谷川俊太郎さん 喜寿迎え長編詩集
きれいな野花 咲かすだけ
死について考えることも。「死ぬってどうなんだろう、魂だけになるのはどんな感じなのかしら、と興味津々みたいな感じ。痛くなく死にたいと思うから、体を鍛えとかないといけないですよ」(都内の自宅で)=中司雅信撮影 谷川俊太郎さん(77)の最新詩集『トロムソコラージュ』(新潮社)は、「小説的なものが苦手だった」という詩人が初めて詩と物語との融合を模索した長編詩集だ。戦後を代表する詩人は、喜寿を迎えた今、詩そして言葉とどう向き合っているのだろうか。(金巻有美)
物語の導入
<私は立ち止まらないよ/私は水たまりの絶えない路地を歩いていく/五百年前に造られた長い回廊を/読んでいる本のページの上を/居眠りしている自分自身を歩いていくよ>
最新詩集は、ノルウェーの街で即興的に書きつづった200行に及ぶ表題作をはじめ、長編詩7編を収める。三途の川を思わせる大河が舞台の「臨死船」、映画の一コマのような場面から世界が広がる「この織物」……。どの詩も、物語やドラマのような展開をはらむ。

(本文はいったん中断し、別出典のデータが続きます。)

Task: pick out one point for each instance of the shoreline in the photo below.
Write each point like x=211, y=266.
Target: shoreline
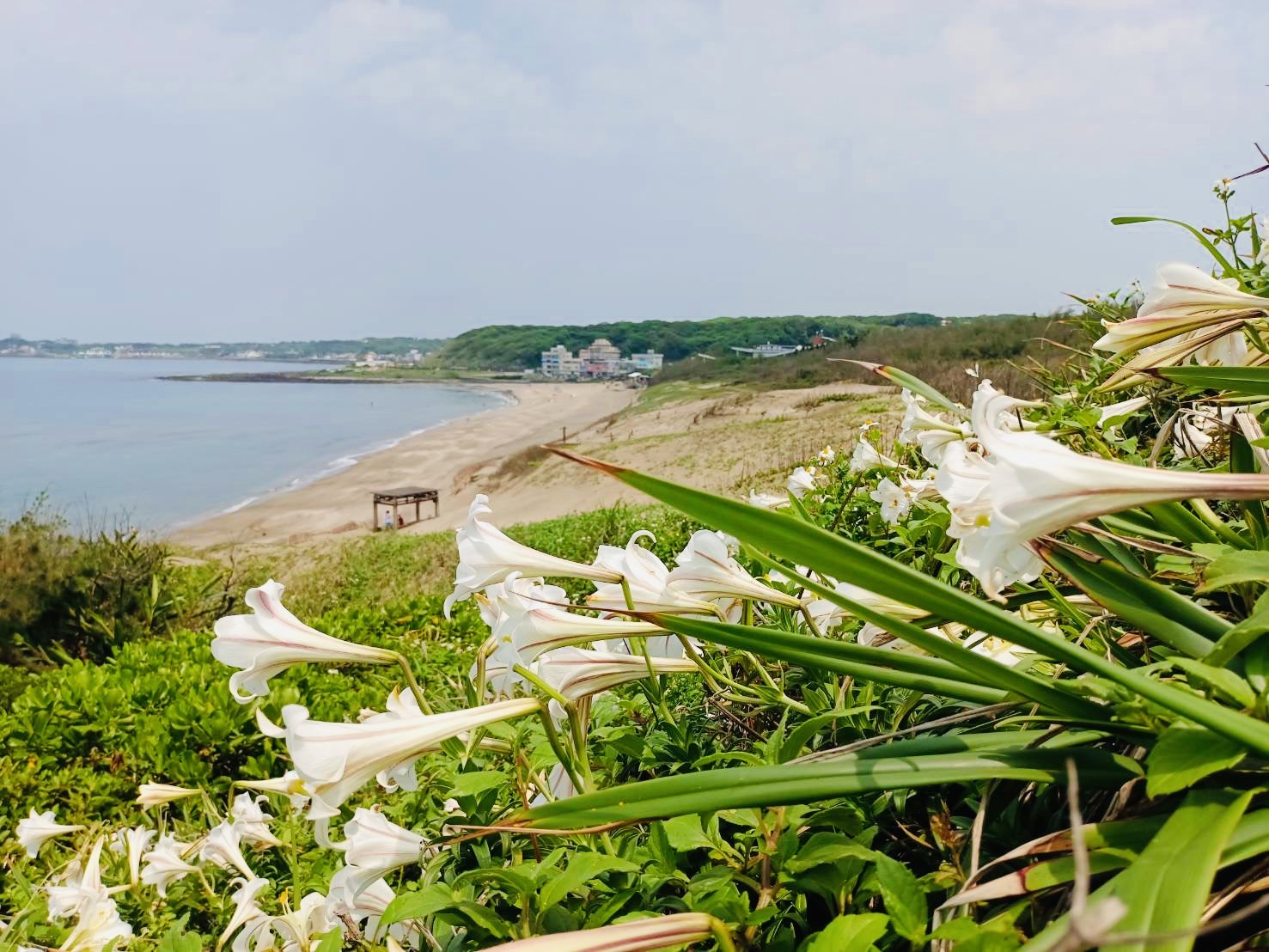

ずっと物語は苦手だった。「昔のことは覚えていないし、大事じゃない。だから物語のディテールが書けないんですよ」。しかし、年をとるにつれて「人間の一生は、どうしてもある連続したものとしてとらえざるを得ない」と感じるようになったのが、詩に物語を取り入れるきっかけになった。「小説家が『登場人物が勝手に動き出す』って言うあれをちょっと経験しましたよ」とちゃめっ気を見せる。
不幸がない
処女詩集『二十億光年の孤独』から60年近く。「ピーナッツ」の翻訳や「鉄腕アトム」の作詞など、常に新しく、鋭敏な感受性から生まれる言葉は、多くの人に愛されてきた。しかし、自身には母に愛されて育った恵まれた生い立ちに、ずっと引け目があったという。「他人の不幸に対し、自分にはそういう体験がない、感覚が及ばない、という後ろめたさは終始一貫ある」
一方で、自分には語るべきつらい物語はないという居直りこそ、詩人を「とにかく他人を楽しませる」方向に向かわせた。「僕は自分を語る気がないし、自分に興味もない。日本語の豊かさに分け入って、“恐山の巫女(みこ)”のように、人の声を自分の中でいかに編集するかが詩作なんです」
ナンセンス
そんな詩人は、「最初から自分にとっては詩より生活の方がはるかに大事」など大胆なことを平気で口にする。「生活を犠牲にしてすばらしい芸術作品を、という考えはまったくなかった。僕は初めから言葉を信用してないんです」と話し、こう続けた。「自分の心情なんて絶対言語にならないと思ってたし、書かれたものはどこかにうそがあるという意識がありますね」
そんな考え方が一つの形になったのが、1973年に出した「ことばあそびうた」。
<うそつききつつき/きはつつかない/うそをつきつき/つきつつく>
意味やメッセージを伝えるだけでなく、音韻の組み合わせで「職人的に」詩を書くようになった。「僕は『メッセージは何ですか』と言われる詩は失敗作だと思う。ナンセンスってすごく大事。意味が読み取れなければ魅力がないのなら詩じゃないや、って」
ここ十数年は、国内外への寄付や、長男で音楽家の賢作さんとともに行う朗読会など、チャリティー活動にも積極的だ。「恵まれない人のことを作品に反映するより、お金を出すことが大事だと考えてるんです」
90年代の一時期、「自分の人間的欠点と詩を書くこと」のつながりに気づき、詩作が「非人間的なこと」に思えて遠ざかっていたこともある。しかし、今、詩を書く時間は「息抜きであり、すごく楽しみな時間」だという。そんな境地に至った詩人が目指す詩とは、どんなものなのか。
「きざったらしいけど、道端に咲いてる名前もない野花。ただきれいに咲いて、命がきれいだ、みたいな存在を作りたいだけなんです」「だって、本当の美辞麗句は人を動かすんだから」
進むことをやめない姿に、詩の一文が重なった。<私は立ち止まらないよ>――。(09年6月25日 読売新聞)
《メモ》谷川詩人が人間の存在として、愛情に満たされた存在感をもつ詩人であることは、興味深い。そういえば宇宙を肯定的にとらえている。孤独を、素直に孤独ととらえる精神性はここにあるのだろう、と推察する。生活に重点をおいているというのも皮肉な現象であるいが、多くの読者を獲得していることと、その工夫において納得できる。文学は生活を豊かにするものであれば良い(お金だけの話ではない)。凡才にも感銘を与える天才の言葉、自分にとって、今年読んだ記事で一番有意義なインタビューに読めた。